Drop sub species records: "homo sapiens ssp denisova"[Organism] 

In [686]:
ncbi_denisova_records_df = pd.read_csv("../input/ncbi_denisova_20250630.txt", sep="\t")

ncbi_denisova_records_df = ncbi_denisova_records_df.rename(
    columns={"GeneID": "NCBI_ID", "Symbol": "gene_symbol", "Aliases": "alias_symbol"})

In [687]:
mini_ncbi_df = mini_ncbi_df[~mini_ncbi_df['NCBI_ID'].isin(ncbi_denisova_records_df['NCBI_ID'])]

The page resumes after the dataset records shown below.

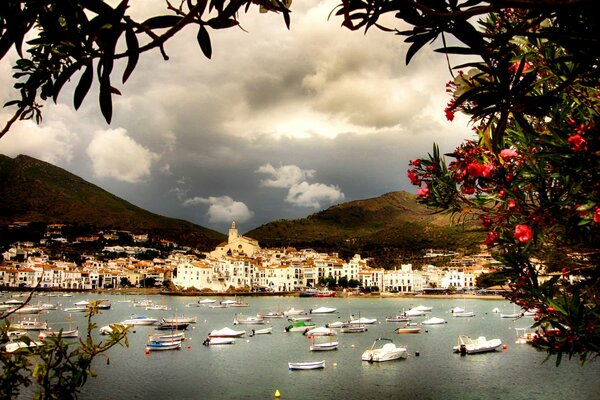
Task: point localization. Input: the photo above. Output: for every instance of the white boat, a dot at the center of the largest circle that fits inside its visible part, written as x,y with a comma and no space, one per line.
270,315
320,331
466,345
218,340
307,365
76,309
322,345
226,332
180,320
384,350
248,320
293,311
464,314
171,337
362,321
264,331
300,318
71,333
414,313
140,320
434,321
354,329
158,307
397,318
27,325
108,329
14,346
423,308
157,346
408,329
323,310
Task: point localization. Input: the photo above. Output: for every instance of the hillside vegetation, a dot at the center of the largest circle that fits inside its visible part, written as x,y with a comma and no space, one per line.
36,191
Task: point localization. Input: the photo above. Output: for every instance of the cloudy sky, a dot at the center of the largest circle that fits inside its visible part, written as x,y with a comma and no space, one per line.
278,124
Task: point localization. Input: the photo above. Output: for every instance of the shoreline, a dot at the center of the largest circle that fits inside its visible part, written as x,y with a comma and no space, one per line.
146,292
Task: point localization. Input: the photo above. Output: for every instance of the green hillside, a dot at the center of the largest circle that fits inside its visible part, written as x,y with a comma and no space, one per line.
387,226
35,191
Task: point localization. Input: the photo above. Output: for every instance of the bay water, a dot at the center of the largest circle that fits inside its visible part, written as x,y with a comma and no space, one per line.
256,367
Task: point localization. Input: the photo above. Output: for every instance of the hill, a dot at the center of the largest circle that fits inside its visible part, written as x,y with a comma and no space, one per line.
391,225
36,191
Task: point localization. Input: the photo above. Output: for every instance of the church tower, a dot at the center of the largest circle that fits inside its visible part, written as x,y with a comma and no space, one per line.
233,233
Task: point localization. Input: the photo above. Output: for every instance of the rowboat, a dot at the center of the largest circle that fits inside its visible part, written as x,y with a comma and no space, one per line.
72,333
307,365
264,331
153,346
211,341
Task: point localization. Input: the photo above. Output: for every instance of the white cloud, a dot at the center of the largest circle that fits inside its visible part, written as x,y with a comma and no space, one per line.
222,209
313,194
285,176
116,155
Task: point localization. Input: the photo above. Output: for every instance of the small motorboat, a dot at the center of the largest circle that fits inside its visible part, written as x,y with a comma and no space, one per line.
397,318
226,332
180,320
293,311
354,329
300,326
71,333
212,341
139,320
384,349
464,314
363,321
172,326
154,346
466,345
434,321
108,329
408,329
248,320
320,331
307,365
171,337
264,331
323,310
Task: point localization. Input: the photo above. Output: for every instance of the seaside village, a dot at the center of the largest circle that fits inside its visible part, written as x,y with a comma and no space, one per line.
239,264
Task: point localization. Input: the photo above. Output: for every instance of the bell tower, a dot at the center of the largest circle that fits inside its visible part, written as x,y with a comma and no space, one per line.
233,233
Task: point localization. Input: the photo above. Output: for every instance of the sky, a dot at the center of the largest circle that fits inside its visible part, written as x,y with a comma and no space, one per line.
278,124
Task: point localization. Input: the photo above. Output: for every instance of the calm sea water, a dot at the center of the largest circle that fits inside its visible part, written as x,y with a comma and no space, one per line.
255,367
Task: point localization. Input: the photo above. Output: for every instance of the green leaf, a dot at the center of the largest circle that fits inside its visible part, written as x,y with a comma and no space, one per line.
85,82
133,48
161,21
204,41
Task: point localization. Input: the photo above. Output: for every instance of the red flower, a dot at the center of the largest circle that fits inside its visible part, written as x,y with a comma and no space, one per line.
577,143
414,178
475,170
423,192
491,238
507,154
523,233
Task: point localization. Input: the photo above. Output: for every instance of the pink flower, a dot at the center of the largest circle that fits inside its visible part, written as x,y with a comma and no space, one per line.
423,192
577,143
507,154
491,238
475,170
523,233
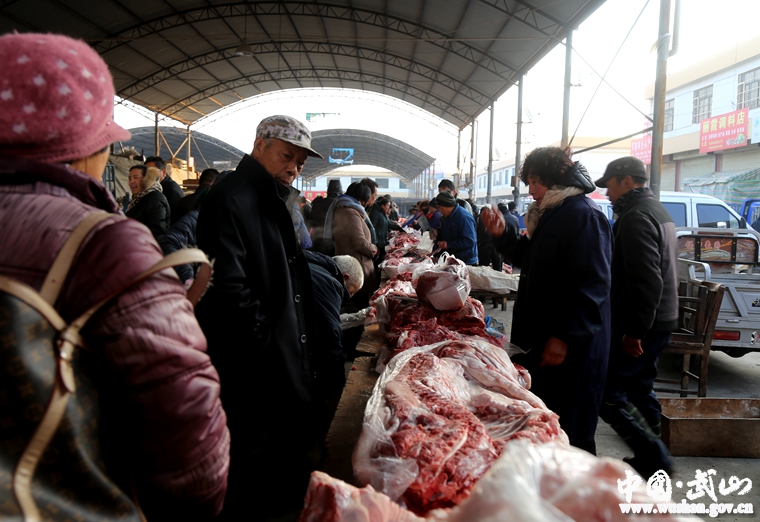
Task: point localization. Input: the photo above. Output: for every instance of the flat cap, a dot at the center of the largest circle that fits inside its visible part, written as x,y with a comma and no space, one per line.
627,166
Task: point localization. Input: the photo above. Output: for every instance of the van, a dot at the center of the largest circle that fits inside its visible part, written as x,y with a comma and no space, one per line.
691,210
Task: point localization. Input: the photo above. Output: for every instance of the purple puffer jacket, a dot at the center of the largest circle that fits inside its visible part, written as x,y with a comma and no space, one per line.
172,435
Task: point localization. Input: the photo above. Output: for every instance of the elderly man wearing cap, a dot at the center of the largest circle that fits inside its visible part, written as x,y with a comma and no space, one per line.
258,318
457,234
145,421
644,311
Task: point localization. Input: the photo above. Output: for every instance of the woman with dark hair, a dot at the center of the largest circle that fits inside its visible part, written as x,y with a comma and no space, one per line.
345,225
378,215
562,312
148,204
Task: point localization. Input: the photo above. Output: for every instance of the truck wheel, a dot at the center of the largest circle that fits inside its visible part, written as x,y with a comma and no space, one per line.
737,352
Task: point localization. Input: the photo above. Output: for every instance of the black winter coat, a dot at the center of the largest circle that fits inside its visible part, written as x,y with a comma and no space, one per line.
644,270
255,314
153,212
330,294
181,235
564,292
382,227
172,192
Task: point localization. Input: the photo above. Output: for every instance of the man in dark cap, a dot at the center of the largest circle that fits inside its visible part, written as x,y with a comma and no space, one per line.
319,209
259,320
446,185
644,311
457,235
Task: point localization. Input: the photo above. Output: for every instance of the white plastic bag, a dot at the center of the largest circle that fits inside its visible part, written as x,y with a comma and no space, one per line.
444,286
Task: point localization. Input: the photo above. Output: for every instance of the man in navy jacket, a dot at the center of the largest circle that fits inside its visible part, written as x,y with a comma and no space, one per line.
457,235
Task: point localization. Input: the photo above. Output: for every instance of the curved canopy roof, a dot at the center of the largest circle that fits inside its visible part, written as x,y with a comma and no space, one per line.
204,148
177,57
366,148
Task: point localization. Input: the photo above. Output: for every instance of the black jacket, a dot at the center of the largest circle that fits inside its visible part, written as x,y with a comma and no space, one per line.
330,294
644,269
255,313
564,292
181,235
382,227
153,212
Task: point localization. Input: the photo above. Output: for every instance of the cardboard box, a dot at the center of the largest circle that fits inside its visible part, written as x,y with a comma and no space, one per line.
702,427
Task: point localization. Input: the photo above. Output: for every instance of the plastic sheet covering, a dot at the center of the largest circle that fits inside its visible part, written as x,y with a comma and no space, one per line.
485,279
439,416
550,482
445,286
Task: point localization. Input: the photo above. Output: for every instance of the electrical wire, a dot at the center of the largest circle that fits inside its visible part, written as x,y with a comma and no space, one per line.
605,75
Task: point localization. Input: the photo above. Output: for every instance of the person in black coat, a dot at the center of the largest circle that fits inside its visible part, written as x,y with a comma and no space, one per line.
172,191
319,208
260,321
378,215
562,312
148,204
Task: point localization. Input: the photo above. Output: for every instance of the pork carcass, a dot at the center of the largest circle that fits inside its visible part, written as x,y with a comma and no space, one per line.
439,416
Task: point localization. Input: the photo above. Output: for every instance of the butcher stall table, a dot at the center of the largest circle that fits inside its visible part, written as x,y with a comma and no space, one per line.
347,423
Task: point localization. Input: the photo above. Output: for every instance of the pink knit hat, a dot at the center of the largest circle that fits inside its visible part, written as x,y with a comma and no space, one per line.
56,99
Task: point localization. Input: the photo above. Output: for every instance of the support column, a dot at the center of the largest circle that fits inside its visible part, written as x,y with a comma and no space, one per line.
470,178
157,151
518,143
490,156
658,125
566,102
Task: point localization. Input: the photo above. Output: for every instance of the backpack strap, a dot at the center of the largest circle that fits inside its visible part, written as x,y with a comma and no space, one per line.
69,338
51,288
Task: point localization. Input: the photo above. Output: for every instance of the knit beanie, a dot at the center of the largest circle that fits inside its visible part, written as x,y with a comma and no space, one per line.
56,99
445,199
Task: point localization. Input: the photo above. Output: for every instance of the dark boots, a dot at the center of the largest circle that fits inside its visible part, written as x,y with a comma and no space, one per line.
650,453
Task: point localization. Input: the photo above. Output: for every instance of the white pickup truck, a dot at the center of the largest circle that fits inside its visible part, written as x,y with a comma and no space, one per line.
729,257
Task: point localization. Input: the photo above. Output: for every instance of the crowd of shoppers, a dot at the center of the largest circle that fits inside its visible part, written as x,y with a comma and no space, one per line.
260,361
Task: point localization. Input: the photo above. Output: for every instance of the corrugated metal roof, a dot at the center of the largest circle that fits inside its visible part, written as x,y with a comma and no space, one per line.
177,57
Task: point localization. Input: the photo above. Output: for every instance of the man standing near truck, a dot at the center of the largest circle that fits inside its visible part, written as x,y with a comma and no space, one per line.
644,311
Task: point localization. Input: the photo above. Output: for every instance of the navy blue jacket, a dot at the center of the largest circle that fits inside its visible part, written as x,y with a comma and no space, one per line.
458,230
181,235
564,292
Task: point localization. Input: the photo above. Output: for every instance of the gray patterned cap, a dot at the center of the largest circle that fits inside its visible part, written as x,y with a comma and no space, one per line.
287,129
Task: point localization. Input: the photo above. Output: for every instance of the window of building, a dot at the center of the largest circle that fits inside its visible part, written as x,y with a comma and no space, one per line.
748,90
702,104
677,211
715,216
669,109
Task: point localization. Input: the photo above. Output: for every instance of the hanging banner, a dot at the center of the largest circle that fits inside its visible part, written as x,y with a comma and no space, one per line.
642,149
727,131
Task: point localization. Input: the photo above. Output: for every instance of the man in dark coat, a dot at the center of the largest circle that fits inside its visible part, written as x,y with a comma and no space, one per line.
644,311
188,203
169,187
378,216
562,311
457,235
259,320
335,281
319,209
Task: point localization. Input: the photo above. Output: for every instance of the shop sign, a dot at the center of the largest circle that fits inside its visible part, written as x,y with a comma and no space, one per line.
642,149
727,131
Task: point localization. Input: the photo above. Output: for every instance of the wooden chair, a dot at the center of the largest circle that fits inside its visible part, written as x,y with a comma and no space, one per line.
697,316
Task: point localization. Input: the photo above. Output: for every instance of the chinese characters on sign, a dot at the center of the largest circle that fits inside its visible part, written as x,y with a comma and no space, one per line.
726,131
642,149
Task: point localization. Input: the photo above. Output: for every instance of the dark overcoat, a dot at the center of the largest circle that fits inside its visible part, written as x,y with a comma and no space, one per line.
255,318
564,292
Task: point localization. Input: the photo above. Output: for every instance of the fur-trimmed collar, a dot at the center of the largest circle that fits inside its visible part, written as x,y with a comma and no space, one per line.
553,198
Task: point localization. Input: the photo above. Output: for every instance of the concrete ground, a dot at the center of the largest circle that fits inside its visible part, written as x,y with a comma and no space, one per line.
728,377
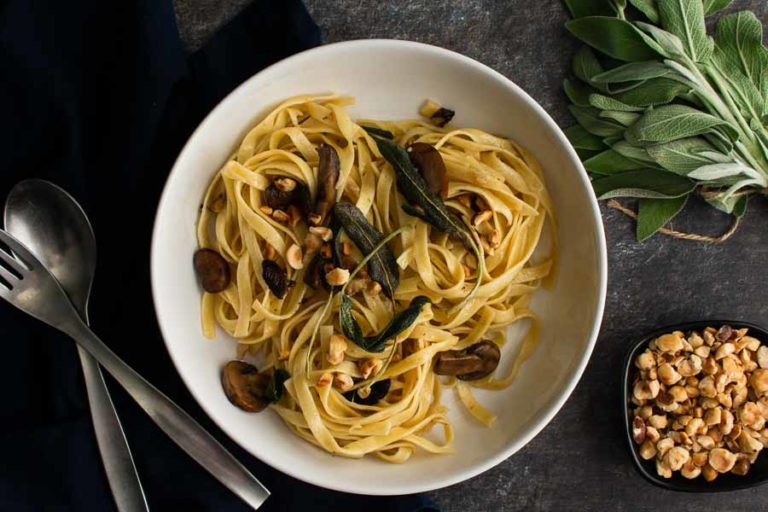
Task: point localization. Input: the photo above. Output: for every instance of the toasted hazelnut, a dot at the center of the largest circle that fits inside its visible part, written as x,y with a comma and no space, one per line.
664,445
724,350
280,216
669,343
663,470
337,346
652,435
371,366
707,387
294,257
748,444
726,422
325,234
700,459
285,184
337,276
706,442
481,217
741,467
343,382
678,393
713,416
647,450
324,380
695,340
645,361
676,457
709,473
690,470
722,460
690,366
759,381
646,390
762,357
668,375
638,430
694,426
657,421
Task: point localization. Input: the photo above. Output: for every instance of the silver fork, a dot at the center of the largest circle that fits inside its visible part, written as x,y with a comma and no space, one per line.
28,285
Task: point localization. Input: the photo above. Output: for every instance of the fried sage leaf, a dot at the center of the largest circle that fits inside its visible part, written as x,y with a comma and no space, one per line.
377,342
275,388
424,204
382,266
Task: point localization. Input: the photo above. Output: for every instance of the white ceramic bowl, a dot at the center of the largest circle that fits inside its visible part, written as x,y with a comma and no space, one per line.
390,79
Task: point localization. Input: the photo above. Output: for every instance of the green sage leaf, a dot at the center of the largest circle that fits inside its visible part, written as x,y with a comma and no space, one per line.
610,162
653,214
349,325
740,38
589,118
648,8
633,71
643,183
608,103
713,6
684,155
382,266
672,122
582,139
623,118
653,92
685,19
614,37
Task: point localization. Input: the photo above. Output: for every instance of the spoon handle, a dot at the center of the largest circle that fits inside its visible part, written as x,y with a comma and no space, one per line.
118,462
179,425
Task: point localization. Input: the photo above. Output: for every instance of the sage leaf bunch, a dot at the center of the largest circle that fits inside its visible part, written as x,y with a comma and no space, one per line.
664,109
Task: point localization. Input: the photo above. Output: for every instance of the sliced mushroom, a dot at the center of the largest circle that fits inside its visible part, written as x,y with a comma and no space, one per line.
379,390
327,176
245,387
431,167
442,117
275,277
472,363
212,269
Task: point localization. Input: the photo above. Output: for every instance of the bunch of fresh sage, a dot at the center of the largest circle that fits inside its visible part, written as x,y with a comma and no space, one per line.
665,110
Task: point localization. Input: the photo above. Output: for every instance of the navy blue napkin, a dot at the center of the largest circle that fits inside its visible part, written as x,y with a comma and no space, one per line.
99,97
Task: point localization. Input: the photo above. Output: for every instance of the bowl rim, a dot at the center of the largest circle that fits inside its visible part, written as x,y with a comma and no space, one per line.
639,464
602,263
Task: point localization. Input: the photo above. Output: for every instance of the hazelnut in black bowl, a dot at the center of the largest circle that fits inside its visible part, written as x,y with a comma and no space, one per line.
695,401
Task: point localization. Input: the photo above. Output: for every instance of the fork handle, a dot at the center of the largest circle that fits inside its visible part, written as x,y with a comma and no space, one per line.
180,427
118,462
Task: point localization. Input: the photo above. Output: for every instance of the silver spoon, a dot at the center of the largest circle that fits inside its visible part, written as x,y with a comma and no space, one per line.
54,228
29,285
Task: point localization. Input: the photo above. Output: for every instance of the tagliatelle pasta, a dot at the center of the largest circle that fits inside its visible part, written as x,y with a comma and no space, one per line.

Drop sub species records: "homo sapiens neanderthalensis"[Organism] 

In [688]:
ncbi_neanderthalensis_records_df = pd.read_csv("../input/ncbi_neanderthalensis_20250630.txt", sep="\t")

ncbi_neanderthalensis_records_df = ncbi_neanderthalensis_records_df.rename(
    columns={"GeneID": "NCBI_ID", "Symbol": "gene_symbol", "Aliases": "alias_symbol"})

In [689]:
mini_ncbi_df = mini_ncbi_df[~mini_ncbi_df['NCBI_ID'].isin(ncbi_neanderthalensis_records_df['NCBI_ID'])]

In [690]:
create_ap_collision_df(mini_ncbi_df, "NCBI")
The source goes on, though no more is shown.